Bed Spread: an Expression-Oriented Code-in-Database System
Project description
Bed Spread: an Expression-Oriented Code-in-Database System
In late 1979, Visicalc plugged a domain-specific pure-functional programming language into a rectangular grid on a personal computer, and lo, how the world was changed. But outside of spreadsheets and a few smug exceptions, virtually all other programming today is still done as (collections of) long text files.
This project represents an attempt to do for general-purpose programming what Visicalc did for run-of-the-mill data modelling, presentation, and analysis.
Let us build a small functional programming system that does not rely for block-structuring on anything that behaves too much like conventional text files. Let each declaration be a record (or several) in a relational database. And let there be a simple proof-of-concept UI for navigating, reading, editing, and running code.
This has many interesting consequences. Some examples:
- Extract documentation with but a simple SQL query.
- No more crazy quoting: Long strings, complex regular expressions, even comments just go in separate records tagged with their kind.
- Parsing is vastly simplified for the same reason: wacky quoting machinery need not be considered, specified, or implemented.
- Custom extra attributes on code objects are as simple as adding fields in a database. Oh, and tweaking the reference UI to respect them.
- Existing generic database editors make usable interim tooling for bootstrapping an ecosystem.
Results are in progress, and conclusions are to be determined.
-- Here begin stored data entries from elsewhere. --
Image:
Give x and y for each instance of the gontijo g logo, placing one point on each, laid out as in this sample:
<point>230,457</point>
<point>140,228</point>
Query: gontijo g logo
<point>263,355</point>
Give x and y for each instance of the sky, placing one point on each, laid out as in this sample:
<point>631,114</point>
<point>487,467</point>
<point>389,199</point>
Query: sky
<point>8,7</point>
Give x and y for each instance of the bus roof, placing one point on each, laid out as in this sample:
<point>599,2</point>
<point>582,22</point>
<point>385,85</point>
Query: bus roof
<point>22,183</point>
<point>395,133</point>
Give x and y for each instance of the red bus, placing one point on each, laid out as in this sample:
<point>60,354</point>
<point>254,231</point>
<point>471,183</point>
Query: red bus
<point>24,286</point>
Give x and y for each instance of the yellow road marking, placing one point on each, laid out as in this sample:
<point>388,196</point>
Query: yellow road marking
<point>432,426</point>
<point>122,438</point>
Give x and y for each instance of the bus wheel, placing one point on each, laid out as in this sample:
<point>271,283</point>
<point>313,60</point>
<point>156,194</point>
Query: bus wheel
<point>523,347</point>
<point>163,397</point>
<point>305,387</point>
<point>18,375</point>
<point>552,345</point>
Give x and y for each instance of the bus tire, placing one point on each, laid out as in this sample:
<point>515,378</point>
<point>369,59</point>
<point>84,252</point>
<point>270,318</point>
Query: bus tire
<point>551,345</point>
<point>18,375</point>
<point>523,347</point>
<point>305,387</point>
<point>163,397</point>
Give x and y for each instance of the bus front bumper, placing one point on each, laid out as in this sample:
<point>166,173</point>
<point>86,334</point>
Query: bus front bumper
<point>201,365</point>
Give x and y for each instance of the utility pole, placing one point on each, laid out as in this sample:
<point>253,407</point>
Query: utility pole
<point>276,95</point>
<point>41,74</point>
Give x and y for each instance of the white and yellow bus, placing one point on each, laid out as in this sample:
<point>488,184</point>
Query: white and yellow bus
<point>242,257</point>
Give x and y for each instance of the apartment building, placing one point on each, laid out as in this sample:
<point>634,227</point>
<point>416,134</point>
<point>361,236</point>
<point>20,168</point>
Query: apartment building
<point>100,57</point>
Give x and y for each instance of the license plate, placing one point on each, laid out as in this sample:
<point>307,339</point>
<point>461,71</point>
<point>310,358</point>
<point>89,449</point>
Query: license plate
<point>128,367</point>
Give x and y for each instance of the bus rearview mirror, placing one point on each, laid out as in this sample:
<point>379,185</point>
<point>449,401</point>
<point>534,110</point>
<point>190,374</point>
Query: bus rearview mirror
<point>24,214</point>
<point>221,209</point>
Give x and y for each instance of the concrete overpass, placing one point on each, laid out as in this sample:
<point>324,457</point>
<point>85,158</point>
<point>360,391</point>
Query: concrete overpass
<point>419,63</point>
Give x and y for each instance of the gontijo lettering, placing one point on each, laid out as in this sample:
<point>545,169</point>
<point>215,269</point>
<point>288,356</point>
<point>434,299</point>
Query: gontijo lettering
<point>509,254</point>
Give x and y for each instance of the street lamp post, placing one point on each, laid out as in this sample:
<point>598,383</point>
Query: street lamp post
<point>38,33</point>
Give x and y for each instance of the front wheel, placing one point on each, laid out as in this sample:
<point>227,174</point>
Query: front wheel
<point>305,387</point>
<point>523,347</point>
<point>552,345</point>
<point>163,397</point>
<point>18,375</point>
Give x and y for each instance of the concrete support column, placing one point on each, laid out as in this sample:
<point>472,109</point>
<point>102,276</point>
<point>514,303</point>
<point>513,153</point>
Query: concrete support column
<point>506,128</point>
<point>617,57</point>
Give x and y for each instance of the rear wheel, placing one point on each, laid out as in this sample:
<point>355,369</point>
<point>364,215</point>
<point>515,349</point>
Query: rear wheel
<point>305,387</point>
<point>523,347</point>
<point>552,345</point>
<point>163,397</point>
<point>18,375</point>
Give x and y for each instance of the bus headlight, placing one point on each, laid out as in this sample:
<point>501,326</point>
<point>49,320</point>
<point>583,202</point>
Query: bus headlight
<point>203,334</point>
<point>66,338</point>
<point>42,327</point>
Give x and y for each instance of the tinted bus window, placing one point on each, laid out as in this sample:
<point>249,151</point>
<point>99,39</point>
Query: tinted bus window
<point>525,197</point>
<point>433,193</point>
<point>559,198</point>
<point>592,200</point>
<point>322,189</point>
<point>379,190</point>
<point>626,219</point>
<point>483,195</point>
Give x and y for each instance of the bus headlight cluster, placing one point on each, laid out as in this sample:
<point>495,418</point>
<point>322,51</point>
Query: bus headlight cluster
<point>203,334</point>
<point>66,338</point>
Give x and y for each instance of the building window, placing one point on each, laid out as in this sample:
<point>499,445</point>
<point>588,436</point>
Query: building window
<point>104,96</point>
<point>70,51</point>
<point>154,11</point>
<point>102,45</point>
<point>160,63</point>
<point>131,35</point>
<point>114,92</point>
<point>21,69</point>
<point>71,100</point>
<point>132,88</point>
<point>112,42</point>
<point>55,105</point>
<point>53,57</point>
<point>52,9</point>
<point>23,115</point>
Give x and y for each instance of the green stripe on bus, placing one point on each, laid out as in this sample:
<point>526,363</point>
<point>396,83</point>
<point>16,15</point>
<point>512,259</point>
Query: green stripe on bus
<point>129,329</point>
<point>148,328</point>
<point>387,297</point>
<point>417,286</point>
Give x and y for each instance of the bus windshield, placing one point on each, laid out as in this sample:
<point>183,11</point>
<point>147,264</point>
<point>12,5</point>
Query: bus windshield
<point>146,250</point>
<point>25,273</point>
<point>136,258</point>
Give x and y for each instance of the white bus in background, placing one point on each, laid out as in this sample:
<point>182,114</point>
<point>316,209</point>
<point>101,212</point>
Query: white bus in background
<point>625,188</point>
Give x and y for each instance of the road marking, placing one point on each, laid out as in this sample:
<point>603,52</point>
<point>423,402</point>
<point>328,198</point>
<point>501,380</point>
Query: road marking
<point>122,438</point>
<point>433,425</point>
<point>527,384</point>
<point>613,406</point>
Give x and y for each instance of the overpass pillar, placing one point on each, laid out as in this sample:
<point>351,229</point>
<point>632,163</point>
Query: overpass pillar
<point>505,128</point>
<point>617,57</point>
There's a paper under construction, and when finished it will most likely be put someplace public.
Development Roadmap
Note: UDF here stands for User-Defined Function.
- Decide on host language for initial development (presumably Python)
- Hack together a typical math-like functional expression grammar with a right-associative selection form.
- Console-hosted read-parse-display loop
- Console-hosted read-eval-print loop (REPL) without stored functions, but with intrinsics and lambda forms.
- Minimal database schema for UDFs, and a few simple samples.
- Adjust REPL to pull UDFs from a database.
- Abstract over DB access to isolate the concern.
- Add Lazy Evaluation.
- Add Strings.
- Add Turtle Graphics. This may be cause to do something about monads, or at least add a semicolon.
- Minimal graphical shell: a console, a function index with search facility, and a clause editor.
- Add algebraic types, first to the schema, then the grammar, then
- Do something about monads. This may involve
- Add schema and REPL support for access to foreign function interface.
Documentation:
Documentation is at readthedocs. A first-draft list of headings is:
- Starting with Bed Spread: How to open the REPL and play
- The Bed Spread expression grammar
- Functions you can use, right out of the box
- Make your own functions
- Simple Input and Output
- Data Structures
- I/O with Files:
- Structured
- Free-form
- Turtle Graphics
- Games
- Sharing your project
- Bindings to components written in other languages
- System Internals
Application to Education
The specific STEM skill exposure to this system should most improve is functional abstraction.
Part of the plan is to get turtle graphics into the mix fairly early on. Also, the aim is an approachable, highly interactive, and supportive functional programming system. Once students have a grasp of mathematical syntax, they should be able to write formulas for fun and profit. The on-screen supportive development environment should remove most frustrations associated with large code files. Once Bed Spread is in shape for it, I would welcome the help of educators to build curricula based on subsets of the complete system and aligned either with concurrently-taught topics, or perhaps something kids enjoy like making and playing games (e.g. 2-D side scrollers like "Flighty Avian").